Aztec codices (Mēxihcatl āmoxtli, /nah/; : codex) are Mesoamerican manuscripts made by the pre-Columbian Aztec, and their Nahuatl-speaking descendants during the colonial period in Mexico. Most of their content is pictorial in nature and they come from the multiple Indigenous groups from before and after Spanish contact. Differences in styles indicate regional and temporal differences. The types of information in manuscripts fall into several broad categories: calendar or time, history, genealogy, cartography, economics/tributes, census and cadastral, and property plans. Codex Mendoza and the Florentine Codex are among the important and popular colonial-era codices. The Florentine Codex, for example is known for providing a Mexica narrative of the Spanish Conquest from the viewpoint of the Indigenous people, instead of Europeans.

==History==

Before the start of the Spanish colonization of the Americas, the Mexica and their neighbors in and around the Valley of Mexico relied on painted books and records to document many aspects of their lives. Painted manuscripts contained information about their history, science, land tenure, tribute, and sacred rituals. According to the testimony of Bernal Díaz del Castillo, Moctezuma had a library full of such books, known as amatl, or amoxtli, kept by a calpixqui or nobleman in his palace, some of them dealing with tribute. After the conquest of Tenochtitlan, Indigenous nations continued to produce painted manuscripts, and the Spaniards came to accept and rely on them as valid and potentially important records. The native tradition of pictorial documentation and expression continued strongly in the Valley of Mexico several generations after the arrival of Europeans, its latest examples reaching into the early seventeenth century.

==Formats==
Since the 19th century, the word codex has been applied to all Mesoamerican pictorial manuscripts, regardless of format or date, despite the fact that pre-Hispanic Aztec manuscripts were (strictly speaking) non-codical in form. Aztec codices were usually made from long sheets of fig-bark paper (amate) or stretched deerskins sewn together to form long and narrow strips; others were painted on big cloths. Thus, usual formats include screenfold books, strips known as tiras, rolls, and cloths, also known as lienzos. While no Aztec codex preserves its covers, from the example of Mixtec codices it is assumed that Aztec screenfold books had wooden covers, perhaps decorated with mosaics in turquoise, as the surviving wooden covers of Codex Vaticanus B suggests.

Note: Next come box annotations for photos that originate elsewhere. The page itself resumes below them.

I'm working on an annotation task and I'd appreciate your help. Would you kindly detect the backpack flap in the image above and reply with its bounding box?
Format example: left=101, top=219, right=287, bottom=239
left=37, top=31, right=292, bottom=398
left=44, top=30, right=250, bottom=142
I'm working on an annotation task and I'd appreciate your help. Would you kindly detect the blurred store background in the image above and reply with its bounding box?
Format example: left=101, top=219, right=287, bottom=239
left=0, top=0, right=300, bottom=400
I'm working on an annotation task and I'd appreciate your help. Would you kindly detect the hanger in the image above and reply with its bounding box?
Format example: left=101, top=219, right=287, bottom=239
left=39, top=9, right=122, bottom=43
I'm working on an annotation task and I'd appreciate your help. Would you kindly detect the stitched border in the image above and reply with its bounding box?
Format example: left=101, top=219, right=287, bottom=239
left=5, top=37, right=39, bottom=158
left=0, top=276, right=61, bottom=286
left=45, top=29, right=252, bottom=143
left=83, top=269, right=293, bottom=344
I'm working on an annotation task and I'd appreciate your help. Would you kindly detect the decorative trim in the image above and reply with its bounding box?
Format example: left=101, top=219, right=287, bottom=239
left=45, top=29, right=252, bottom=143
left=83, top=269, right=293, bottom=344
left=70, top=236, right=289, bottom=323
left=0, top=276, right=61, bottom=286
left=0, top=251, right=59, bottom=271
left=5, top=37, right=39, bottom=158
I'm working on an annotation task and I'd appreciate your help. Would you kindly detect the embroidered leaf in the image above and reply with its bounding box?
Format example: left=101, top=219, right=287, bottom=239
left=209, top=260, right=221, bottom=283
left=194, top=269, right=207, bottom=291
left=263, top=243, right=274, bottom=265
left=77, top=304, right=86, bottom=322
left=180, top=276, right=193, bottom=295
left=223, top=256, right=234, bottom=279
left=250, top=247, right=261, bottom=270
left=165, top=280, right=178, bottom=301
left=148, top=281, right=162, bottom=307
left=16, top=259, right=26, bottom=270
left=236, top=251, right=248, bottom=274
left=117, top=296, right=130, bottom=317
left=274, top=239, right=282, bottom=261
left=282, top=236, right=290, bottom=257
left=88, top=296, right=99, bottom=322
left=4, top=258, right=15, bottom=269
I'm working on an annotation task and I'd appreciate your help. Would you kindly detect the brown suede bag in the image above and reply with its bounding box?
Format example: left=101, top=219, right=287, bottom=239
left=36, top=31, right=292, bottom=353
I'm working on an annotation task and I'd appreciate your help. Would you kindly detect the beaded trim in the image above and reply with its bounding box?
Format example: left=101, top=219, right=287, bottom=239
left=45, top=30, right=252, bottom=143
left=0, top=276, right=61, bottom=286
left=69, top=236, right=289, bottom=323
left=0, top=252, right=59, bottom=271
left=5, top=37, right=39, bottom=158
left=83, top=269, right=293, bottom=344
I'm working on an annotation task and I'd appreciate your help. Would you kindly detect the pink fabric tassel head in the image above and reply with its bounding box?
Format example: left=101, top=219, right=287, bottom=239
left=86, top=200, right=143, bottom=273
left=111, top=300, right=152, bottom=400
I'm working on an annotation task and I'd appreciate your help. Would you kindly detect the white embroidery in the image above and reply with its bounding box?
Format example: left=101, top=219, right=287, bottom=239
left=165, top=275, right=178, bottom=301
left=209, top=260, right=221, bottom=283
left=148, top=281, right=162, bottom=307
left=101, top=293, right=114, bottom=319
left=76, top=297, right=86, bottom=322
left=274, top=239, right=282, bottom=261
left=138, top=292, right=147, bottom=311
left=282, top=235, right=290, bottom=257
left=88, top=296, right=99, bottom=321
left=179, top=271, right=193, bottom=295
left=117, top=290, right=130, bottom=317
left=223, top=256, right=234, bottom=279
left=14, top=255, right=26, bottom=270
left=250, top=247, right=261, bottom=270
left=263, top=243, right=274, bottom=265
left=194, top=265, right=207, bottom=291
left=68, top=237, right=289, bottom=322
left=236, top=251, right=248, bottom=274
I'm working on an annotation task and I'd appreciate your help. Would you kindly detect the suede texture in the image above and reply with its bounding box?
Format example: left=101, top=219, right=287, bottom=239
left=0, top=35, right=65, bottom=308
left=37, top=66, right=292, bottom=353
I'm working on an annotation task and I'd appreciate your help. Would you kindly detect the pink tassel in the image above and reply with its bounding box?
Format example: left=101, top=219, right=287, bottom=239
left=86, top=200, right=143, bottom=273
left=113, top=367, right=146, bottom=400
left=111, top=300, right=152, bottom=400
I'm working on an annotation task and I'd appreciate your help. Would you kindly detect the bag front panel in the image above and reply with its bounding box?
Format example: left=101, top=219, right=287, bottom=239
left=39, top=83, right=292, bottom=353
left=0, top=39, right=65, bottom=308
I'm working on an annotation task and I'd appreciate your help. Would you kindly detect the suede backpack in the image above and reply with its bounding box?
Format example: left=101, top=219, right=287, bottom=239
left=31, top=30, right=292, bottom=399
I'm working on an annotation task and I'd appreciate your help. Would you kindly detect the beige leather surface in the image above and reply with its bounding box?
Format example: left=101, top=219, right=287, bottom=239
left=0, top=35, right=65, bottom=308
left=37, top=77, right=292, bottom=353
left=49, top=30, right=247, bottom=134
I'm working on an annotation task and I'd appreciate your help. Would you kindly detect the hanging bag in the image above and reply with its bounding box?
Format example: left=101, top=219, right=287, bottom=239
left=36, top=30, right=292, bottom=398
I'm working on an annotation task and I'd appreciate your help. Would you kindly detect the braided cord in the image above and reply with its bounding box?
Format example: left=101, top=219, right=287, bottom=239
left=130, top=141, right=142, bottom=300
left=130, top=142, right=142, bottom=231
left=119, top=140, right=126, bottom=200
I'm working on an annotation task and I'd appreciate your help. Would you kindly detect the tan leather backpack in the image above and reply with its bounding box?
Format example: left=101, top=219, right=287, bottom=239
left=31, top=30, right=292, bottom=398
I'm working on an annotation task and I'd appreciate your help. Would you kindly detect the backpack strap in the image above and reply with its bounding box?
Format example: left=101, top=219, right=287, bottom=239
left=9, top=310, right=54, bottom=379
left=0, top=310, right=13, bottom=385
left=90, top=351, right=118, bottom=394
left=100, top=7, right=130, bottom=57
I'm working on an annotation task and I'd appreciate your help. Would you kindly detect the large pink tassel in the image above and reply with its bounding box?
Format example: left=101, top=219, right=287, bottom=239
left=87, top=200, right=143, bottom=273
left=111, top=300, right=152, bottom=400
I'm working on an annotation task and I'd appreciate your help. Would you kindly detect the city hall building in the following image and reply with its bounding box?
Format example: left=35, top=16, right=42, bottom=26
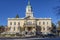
left=8, top=1, right=52, bottom=35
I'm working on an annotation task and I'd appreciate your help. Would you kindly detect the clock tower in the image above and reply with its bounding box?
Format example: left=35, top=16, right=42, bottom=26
left=26, top=0, right=33, bottom=17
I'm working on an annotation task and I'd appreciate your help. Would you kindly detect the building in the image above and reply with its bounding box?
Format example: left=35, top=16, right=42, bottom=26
left=8, top=1, right=52, bottom=35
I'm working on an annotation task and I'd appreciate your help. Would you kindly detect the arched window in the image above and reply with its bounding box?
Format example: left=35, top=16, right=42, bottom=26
left=18, top=22, right=20, bottom=25
left=43, top=27, right=45, bottom=30
left=39, top=22, right=41, bottom=25
left=14, top=27, right=15, bottom=31
left=43, top=22, right=45, bottom=25
left=47, top=22, right=48, bottom=25
left=27, top=22, right=32, bottom=25
left=14, top=22, right=16, bottom=25
left=10, top=22, right=12, bottom=25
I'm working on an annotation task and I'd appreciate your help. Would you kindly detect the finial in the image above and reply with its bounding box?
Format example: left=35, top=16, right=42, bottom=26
left=28, top=0, right=30, bottom=5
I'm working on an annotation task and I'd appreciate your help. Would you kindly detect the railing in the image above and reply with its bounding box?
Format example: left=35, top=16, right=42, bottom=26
left=24, top=23, right=36, bottom=27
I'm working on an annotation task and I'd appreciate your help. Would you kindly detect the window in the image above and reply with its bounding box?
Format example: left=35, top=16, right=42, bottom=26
left=43, top=27, right=45, bottom=30
left=39, top=22, right=41, bottom=25
left=14, top=22, right=16, bottom=25
left=27, top=22, right=32, bottom=25
left=10, top=22, right=12, bottom=25
left=47, top=22, right=48, bottom=25
left=18, top=22, right=20, bottom=25
left=14, top=27, right=15, bottom=31
left=43, top=22, right=45, bottom=25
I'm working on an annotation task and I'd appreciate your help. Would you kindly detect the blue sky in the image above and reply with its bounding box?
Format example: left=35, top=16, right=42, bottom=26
left=0, top=0, right=60, bottom=25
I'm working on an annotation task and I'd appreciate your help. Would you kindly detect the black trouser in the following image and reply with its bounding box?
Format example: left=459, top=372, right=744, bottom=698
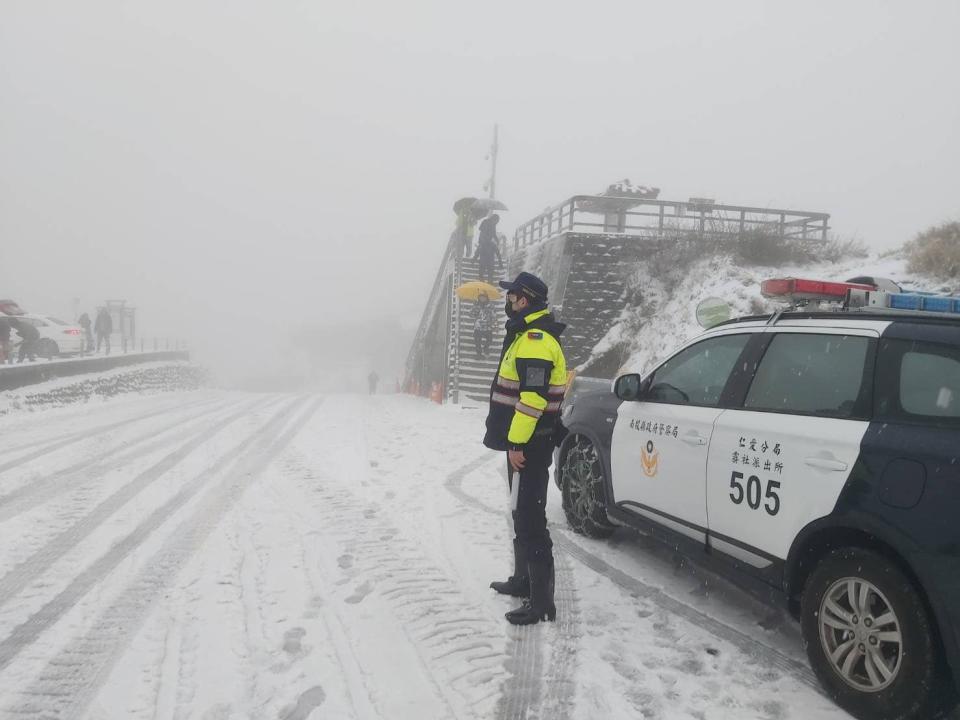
left=507, top=440, right=553, bottom=562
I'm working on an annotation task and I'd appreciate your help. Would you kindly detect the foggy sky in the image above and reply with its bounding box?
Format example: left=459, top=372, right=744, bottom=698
left=0, top=0, right=960, bottom=372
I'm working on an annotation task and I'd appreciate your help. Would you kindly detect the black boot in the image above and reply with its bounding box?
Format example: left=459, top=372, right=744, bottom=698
left=490, top=538, right=530, bottom=597
left=505, top=557, right=557, bottom=625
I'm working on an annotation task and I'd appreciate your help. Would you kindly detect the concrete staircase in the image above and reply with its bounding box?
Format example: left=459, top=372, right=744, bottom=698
left=447, top=258, right=507, bottom=403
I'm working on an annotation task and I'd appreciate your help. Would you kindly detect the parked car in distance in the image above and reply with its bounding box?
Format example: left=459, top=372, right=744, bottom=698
left=13, top=313, right=83, bottom=360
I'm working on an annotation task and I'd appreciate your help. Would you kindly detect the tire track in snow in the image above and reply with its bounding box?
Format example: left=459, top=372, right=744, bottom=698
left=291, top=448, right=508, bottom=718
left=0, top=398, right=321, bottom=720
left=0, top=400, right=304, bottom=684
left=0, top=396, right=266, bottom=607
left=445, top=453, right=580, bottom=720
left=0, top=400, right=216, bottom=474
left=447, top=457, right=823, bottom=717
left=0, top=396, right=244, bottom=522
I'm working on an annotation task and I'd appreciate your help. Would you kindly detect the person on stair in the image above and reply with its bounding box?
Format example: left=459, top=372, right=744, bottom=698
left=473, top=292, right=494, bottom=358
left=473, top=214, right=503, bottom=283
left=483, top=272, right=567, bottom=625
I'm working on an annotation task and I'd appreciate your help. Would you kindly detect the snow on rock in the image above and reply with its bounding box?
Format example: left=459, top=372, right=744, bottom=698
left=585, top=253, right=960, bottom=375
left=0, top=362, right=206, bottom=415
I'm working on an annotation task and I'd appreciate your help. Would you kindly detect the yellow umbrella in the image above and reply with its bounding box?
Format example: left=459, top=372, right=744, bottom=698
left=457, top=280, right=500, bottom=302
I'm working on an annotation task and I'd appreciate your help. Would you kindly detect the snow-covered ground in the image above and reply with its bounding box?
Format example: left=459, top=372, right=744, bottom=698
left=0, top=391, right=864, bottom=720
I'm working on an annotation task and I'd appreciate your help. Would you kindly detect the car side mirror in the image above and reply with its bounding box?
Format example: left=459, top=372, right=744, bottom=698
left=613, top=373, right=647, bottom=402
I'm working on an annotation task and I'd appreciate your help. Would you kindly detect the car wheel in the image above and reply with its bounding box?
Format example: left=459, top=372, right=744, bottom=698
left=801, top=548, right=945, bottom=720
left=37, top=338, right=60, bottom=360
left=560, top=435, right=614, bottom=538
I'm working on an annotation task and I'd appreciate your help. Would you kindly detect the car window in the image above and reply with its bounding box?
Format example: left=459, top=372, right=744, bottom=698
left=645, top=333, right=751, bottom=407
left=744, top=333, right=870, bottom=418
left=877, top=339, right=960, bottom=425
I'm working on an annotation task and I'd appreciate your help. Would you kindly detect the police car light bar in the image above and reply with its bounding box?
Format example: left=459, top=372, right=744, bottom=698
left=760, top=278, right=876, bottom=302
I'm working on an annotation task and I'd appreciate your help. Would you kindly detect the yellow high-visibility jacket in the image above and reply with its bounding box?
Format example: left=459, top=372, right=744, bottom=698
left=483, top=310, right=567, bottom=450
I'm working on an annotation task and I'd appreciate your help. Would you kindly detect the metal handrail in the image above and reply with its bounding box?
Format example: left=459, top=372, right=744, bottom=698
left=512, top=195, right=830, bottom=252
left=404, top=235, right=463, bottom=382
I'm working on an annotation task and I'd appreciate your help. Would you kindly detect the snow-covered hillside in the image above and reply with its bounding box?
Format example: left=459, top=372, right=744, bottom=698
left=585, top=253, right=960, bottom=375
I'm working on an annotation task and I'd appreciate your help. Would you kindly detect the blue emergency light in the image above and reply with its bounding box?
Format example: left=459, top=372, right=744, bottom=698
left=887, top=293, right=960, bottom=313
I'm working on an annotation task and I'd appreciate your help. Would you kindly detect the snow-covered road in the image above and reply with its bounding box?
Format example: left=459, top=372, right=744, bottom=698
left=0, top=391, right=848, bottom=720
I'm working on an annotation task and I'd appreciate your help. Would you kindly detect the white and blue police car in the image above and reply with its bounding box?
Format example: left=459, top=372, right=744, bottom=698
left=556, top=278, right=960, bottom=720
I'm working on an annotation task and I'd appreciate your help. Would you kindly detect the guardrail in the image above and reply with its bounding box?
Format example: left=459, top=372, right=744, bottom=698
left=0, top=350, right=190, bottom=391
left=512, top=195, right=830, bottom=252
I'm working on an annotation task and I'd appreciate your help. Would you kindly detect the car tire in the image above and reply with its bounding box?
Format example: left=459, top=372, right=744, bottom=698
left=37, top=338, right=60, bottom=360
left=560, top=435, right=614, bottom=538
left=800, top=547, right=952, bottom=720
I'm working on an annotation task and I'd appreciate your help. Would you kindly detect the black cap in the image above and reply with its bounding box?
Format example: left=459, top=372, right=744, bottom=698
left=500, top=272, right=547, bottom=302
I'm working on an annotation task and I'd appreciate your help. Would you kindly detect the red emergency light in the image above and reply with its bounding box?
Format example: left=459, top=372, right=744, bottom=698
left=760, top=278, right=877, bottom=302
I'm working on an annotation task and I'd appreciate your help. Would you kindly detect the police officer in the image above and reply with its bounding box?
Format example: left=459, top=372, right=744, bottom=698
left=483, top=272, right=567, bottom=625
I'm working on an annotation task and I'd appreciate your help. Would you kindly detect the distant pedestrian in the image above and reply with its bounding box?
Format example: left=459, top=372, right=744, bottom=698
left=77, top=313, right=93, bottom=353
left=453, top=207, right=477, bottom=257
left=10, top=318, right=40, bottom=363
left=0, top=317, right=13, bottom=365
left=473, top=214, right=503, bottom=283
left=473, top=293, right=496, bottom=358
left=93, top=308, right=113, bottom=355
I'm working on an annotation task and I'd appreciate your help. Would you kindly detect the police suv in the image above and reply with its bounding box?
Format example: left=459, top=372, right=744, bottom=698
left=556, top=278, right=960, bottom=720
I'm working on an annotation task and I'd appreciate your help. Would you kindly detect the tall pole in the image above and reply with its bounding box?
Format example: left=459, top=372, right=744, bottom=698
left=487, top=125, right=499, bottom=200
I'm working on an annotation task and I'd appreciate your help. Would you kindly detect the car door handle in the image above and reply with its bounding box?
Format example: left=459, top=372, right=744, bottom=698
left=804, top=457, right=847, bottom=472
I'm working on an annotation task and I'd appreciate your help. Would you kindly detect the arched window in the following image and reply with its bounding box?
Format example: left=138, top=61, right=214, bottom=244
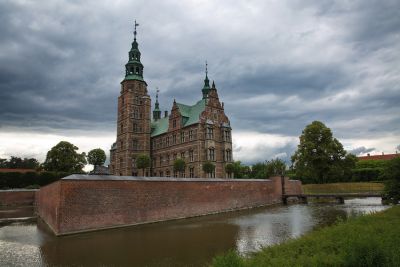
left=132, top=139, right=139, bottom=150
left=225, top=149, right=232, bottom=162
left=207, top=147, right=215, bottom=161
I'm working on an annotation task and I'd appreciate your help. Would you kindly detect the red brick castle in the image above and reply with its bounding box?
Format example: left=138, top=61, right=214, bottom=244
left=110, top=22, right=232, bottom=178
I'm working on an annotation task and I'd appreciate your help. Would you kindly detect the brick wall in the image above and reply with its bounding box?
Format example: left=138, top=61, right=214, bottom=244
left=0, top=189, right=38, bottom=206
left=37, top=175, right=301, bottom=235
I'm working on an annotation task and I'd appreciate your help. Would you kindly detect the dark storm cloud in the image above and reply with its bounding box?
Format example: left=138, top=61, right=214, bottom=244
left=0, top=0, right=400, bottom=156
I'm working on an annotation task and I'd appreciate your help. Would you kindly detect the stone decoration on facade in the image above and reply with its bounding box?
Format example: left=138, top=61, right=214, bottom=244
left=109, top=22, right=233, bottom=178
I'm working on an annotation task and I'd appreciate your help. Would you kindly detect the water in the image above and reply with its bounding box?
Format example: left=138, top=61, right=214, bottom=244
left=0, top=198, right=386, bottom=266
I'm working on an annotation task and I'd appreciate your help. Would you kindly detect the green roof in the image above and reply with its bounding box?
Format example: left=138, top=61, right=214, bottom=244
left=151, top=117, right=169, bottom=137
left=124, top=74, right=144, bottom=82
left=151, top=99, right=206, bottom=137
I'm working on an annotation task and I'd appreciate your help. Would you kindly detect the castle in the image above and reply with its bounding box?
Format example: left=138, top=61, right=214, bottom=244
left=109, top=22, right=232, bottom=178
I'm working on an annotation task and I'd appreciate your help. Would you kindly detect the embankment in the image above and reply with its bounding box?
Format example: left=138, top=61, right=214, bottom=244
left=36, top=175, right=301, bottom=235
left=212, top=206, right=400, bottom=267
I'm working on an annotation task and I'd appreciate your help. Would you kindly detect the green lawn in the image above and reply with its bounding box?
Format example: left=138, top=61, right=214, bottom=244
left=212, top=206, right=400, bottom=267
left=303, top=182, right=384, bottom=194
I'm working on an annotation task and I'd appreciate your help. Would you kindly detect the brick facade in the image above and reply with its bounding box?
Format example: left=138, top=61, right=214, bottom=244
left=109, top=34, right=233, bottom=178
left=36, top=175, right=301, bottom=235
left=0, top=189, right=38, bottom=206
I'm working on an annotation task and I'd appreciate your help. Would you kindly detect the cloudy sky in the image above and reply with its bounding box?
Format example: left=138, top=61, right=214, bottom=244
left=0, top=0, right=400, bottom=168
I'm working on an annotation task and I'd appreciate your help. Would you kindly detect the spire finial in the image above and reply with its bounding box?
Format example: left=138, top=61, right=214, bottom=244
left=133, top=20, right=139, bottom=41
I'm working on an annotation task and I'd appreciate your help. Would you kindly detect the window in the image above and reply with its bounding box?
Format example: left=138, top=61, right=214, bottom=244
left=207, top=148, right=215, bottom=161
left=206, top=127, right=214, bottom=139
left=132, top=158, right=136, bottom=168
left=189, top=130, right=193, bottom=141
left=189, top=150, right=194, bottom=162
left=133, top=123, right=139, bottom=133
left=224, top=130, right=231, bottom=142
left=226, top=149, right=232, bottom=162
left=132, top=139, right=139, bottom=150
left=132, top=108, right=139, bottom=119
left=209, top=170, right=215, bottom=178
left=181, top=132, right=185, bottom=143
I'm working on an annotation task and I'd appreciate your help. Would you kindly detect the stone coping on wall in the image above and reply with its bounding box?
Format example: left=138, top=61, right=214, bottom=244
left=0, top=188, right=39, bottom=192
left=61, top=174, right=279, bottom=182
left=61, top=174, right=271, bottom=182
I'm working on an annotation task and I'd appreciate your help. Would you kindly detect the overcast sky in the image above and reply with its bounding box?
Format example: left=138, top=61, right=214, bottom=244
left=0, top=0, right=400, bottom=166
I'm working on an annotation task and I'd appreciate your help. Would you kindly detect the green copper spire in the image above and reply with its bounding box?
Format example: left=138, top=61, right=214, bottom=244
left=125, top=20, right=143, bottom=81
left=153, top=88, right=161, bottom=121
left=201, top=61, right=210, bottom=99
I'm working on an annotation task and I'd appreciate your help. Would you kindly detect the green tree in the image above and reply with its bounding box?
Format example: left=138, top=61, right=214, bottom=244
left=292, top=121, right=355, bottom=183
left=87, top=148, right=107, bottom=166
left=203, top=161, right=215, bottom=178
left=136, top=154, right=150, bottom=176
left=225, top=163, right=235, bottom=177
left=265, top=158, right=286, bottom=178
left=43, top=141, right=86, bottom=173
left=383, top=157, right=400, bottom=204
left=0, top=156, right=39, bottom=169
left=174, top=159, right=186, bottom=176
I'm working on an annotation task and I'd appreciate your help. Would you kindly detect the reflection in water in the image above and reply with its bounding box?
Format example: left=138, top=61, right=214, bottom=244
left=0, top=198, right=386, bottom=266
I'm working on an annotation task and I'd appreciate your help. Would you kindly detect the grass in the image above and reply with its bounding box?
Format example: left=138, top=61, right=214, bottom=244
left=303, top=182, right=384, bottom=194
left=212, top=206, right=400, bottom=267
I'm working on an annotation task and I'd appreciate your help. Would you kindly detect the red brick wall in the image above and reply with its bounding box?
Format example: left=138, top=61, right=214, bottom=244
left=35, top=182, right=61, bottom=233
left=37, top=179, right=300, bottom=237
left=0, top=189, right=37, bottom=206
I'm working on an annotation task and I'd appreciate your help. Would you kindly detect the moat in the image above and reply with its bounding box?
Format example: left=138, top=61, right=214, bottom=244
left=0, top=198, right=386, bottom=266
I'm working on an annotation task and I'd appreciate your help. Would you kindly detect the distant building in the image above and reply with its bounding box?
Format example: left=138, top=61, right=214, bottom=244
left=0, top=168, right=37, bottom=173
left=110, top=24, right=233, bottom=178
left=357, top=152, right=400, bottom=160
left=89, top=165, right=110, bottom=175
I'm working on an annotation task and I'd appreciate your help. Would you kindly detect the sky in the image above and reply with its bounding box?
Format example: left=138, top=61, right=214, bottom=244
left=0, top=0, right=400, bottom=168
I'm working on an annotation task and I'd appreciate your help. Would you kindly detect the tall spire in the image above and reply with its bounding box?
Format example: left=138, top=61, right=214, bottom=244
left=153, top=87, right=161, bottom=121
left=125, top=20, right=144, bottom=81
left=201, top=60, right=210, bottom=98
left=133, top=20, right=139, bottom=42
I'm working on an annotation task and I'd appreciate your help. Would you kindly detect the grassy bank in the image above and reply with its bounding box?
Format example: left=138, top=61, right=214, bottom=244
left=303, top=182, right=384, bottom=194
left=212, top=206, right=400, bottom=267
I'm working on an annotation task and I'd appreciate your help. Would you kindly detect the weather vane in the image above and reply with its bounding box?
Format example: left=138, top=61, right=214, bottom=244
left=133, top=20, right=139, bottom=41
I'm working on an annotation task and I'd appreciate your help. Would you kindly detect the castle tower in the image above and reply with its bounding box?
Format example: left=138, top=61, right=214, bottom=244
left=110, top=21, right=151, bottom=176
left=153, top=89, right=161, bottom=121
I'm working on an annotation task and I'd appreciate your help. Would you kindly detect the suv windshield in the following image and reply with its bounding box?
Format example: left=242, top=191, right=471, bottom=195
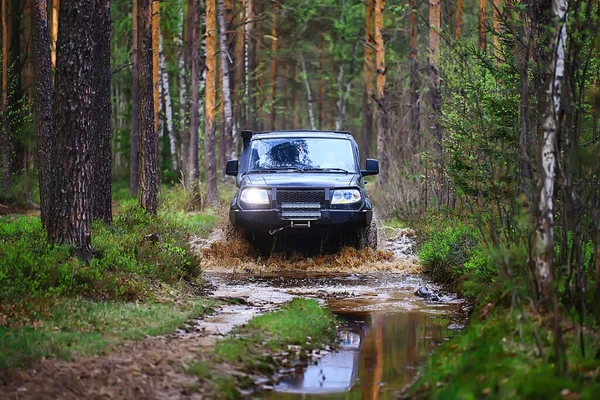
left=249, top=138, right=356, bottom=172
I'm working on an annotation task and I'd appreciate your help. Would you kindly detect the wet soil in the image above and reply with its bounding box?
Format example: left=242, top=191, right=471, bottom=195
left=0, top=230, right=460, bottom=399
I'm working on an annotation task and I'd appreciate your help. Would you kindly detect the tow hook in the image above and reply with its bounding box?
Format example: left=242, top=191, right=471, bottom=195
left=269, top=223, right=294, bottom=236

==Writing and pictography==
Aztec codices differ from European books in that most of their content is pictorial in nature. In regards to whether parts of these books can be considered as writing, current academics are divided in two schools: those endorsing grammatological perspectives, which consider these documents as a mixture of iconography and writing proper, and those with semasiographical perspectives, which consider them a system of graphic communication which admits the presence of glyphs denoting sounds (glottography). In any case, both schools coincide in the fact that most of the information in these manuscripts was transmitted by images, rather than by writing, which was restricted to names.

==Style and regional schools==
According to Donald Robertson, the first scholar to attempt a systematic classification of Aztec pictorial manuscripts, the pre-Conquest style of Mesoamerican pictorials in Central Mexico can be defined as being similar to that of the Mixtec. This has historical reasons, for according to Codex Xolotl and historians like Ixtlilxochitl, the art of tlacuilolli or manuscript painting was introduced to the Tolteca-Chichimeca ancestors of the Tetzcocans by the Tlaoilolaques and Chimalpanecas, two Toltec tribes from the lands of the Mixtecs. The Mixtec style would be defined by the usage of the native "frame line", which has the primary purpose of enclosing areas of color. as well as to qualify symbolically areas thus enclosed. Colour is usually applied within such linear boundaries, without any modeling or shading. Human forms can be divided into separable, component parts, while architectural forms are not realistic, but bound by conventions. Tridimensionality and perspective is absent. In contrast, post-Conquest codices present the use of European contour lines varying in width, and illusions of tridimensionality and perspective. Later on, Elizabeth Hill-Boone gave a more precise definition of the Aztec pictorial style, suggesting the existence of a particular Aztec style as a variant of the Mixteca-Puebla style, characterized by more naturalism and the use of particular calendrical glyphs that are slightly different from those of the Mixtec codices.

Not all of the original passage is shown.